Sure enough, a certain Federico Pascual was being mentioned then as one of the heavies in the Erap think tank. Since not everybody who runs a newspaper is that discerning, the scribe succeeded in tagging me as an Erap adviser on account of my name.

But his intrigues have paid off handsomely. He has been rewarded with a regular column in that paper, finally fulfilling his boyhood dream. Maybe I should be happy for him.

* * *

WHILE reeling from the unconscionable increase in the toll rates at the South Superhighway, listen to this report of reader Vic Bonus:

“Last Tuesday night, June 22, there was a monstrous traffic at the South Superhighway. This was caused by heavy flooding at the same points that were supposed to have been addressed by the PNCC and Hutama Rsea in their recently completed upgrading project of the Bicutan to Alabang segments.

“Obviously, the drainage works undertaken, which along with the asphalt overlay and the refurbished toll plaza is being used to justify the 520-percent increase in toll rates for the segment, did not function as desired.

“Those who used the Skyway that night and paid P30 are thankful for having been given parking space for their vehicles (for hours) at a safe, elevated level that could not be reached by floodwater. The floodwaters at ground level were so high that light vehicles had to stop (and block the traffic) to prevent damage to them.

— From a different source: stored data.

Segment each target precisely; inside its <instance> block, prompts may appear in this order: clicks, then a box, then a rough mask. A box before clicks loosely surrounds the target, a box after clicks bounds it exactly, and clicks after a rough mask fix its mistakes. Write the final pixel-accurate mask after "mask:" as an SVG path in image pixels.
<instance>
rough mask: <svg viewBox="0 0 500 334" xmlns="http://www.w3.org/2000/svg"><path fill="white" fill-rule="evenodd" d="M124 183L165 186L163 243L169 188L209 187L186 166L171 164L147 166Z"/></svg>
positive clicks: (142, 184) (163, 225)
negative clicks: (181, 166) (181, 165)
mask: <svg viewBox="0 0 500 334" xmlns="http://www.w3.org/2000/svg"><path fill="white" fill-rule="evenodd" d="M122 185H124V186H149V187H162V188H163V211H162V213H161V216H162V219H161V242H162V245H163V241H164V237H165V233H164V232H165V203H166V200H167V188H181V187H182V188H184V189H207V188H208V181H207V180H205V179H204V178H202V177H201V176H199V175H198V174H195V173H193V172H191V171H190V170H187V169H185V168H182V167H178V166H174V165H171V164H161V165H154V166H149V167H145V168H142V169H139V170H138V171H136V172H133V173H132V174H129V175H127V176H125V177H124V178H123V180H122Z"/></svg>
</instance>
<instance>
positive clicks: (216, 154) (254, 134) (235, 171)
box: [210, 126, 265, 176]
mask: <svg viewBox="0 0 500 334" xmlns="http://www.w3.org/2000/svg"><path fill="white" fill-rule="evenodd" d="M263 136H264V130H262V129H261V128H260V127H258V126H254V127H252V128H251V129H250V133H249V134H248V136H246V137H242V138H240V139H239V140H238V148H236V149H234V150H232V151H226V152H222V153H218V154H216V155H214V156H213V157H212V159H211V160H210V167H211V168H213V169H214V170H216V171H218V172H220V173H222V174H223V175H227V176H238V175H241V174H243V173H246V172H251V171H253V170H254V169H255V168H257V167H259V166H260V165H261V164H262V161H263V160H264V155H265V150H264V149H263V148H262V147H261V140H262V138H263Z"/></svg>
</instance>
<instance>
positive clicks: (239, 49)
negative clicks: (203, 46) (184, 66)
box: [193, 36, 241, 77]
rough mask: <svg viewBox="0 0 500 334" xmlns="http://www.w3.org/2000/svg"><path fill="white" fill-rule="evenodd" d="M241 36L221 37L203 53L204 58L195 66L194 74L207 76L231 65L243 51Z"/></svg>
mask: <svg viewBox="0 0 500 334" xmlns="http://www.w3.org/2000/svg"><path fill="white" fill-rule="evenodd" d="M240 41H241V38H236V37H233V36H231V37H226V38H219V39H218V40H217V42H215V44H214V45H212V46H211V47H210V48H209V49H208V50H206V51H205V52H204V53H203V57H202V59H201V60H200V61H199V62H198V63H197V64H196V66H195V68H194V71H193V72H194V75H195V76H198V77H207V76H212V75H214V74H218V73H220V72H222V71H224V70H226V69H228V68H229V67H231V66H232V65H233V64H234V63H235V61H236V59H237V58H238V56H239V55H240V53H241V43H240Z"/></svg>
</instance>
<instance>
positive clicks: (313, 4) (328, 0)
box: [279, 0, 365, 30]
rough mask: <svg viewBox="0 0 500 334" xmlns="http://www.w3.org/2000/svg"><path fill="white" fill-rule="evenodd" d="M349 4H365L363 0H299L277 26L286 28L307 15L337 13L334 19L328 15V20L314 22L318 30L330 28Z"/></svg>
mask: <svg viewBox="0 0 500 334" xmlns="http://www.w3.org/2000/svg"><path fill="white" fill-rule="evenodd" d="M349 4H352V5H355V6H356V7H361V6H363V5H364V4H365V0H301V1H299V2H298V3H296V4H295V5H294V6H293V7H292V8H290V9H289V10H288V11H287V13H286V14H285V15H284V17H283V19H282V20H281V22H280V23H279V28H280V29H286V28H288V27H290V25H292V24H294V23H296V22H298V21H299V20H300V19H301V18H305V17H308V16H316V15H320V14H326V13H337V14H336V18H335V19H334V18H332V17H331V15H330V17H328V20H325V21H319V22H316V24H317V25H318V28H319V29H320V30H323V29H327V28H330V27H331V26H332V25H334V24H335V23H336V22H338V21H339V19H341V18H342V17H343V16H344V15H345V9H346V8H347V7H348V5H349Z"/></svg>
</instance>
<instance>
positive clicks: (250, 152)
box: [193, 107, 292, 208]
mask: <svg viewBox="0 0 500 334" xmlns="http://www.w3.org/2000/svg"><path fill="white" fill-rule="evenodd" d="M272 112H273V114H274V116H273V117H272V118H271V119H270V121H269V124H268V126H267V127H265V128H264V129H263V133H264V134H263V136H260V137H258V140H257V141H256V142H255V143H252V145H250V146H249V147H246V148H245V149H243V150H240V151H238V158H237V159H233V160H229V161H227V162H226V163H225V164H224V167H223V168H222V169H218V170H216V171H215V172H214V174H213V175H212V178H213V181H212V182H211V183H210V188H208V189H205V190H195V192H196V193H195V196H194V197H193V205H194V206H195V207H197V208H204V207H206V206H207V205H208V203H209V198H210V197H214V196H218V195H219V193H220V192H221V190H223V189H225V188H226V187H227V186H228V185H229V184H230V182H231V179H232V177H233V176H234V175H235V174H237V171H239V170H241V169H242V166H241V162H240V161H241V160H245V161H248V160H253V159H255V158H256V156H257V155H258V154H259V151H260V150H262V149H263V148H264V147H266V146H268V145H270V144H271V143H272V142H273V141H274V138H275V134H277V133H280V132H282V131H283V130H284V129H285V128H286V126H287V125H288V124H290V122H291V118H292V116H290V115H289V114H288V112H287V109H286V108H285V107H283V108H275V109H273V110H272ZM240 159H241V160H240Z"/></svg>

“Considering that parking cost in Makati is at P25 per hour, what became in effect a P30 parking fee on the Skyway was not too bad, after all. Frayed nerves, gasoline cost and man-hours wasted were the result. It may be time to ask for a refund.

“My neighbors and I will be pleased if you can call the attention of Mr. Vigilar, who is chairman of PNCC and head of the Toll Regulatory Board and the PNCC management to this engineering, management or maintenance failure.”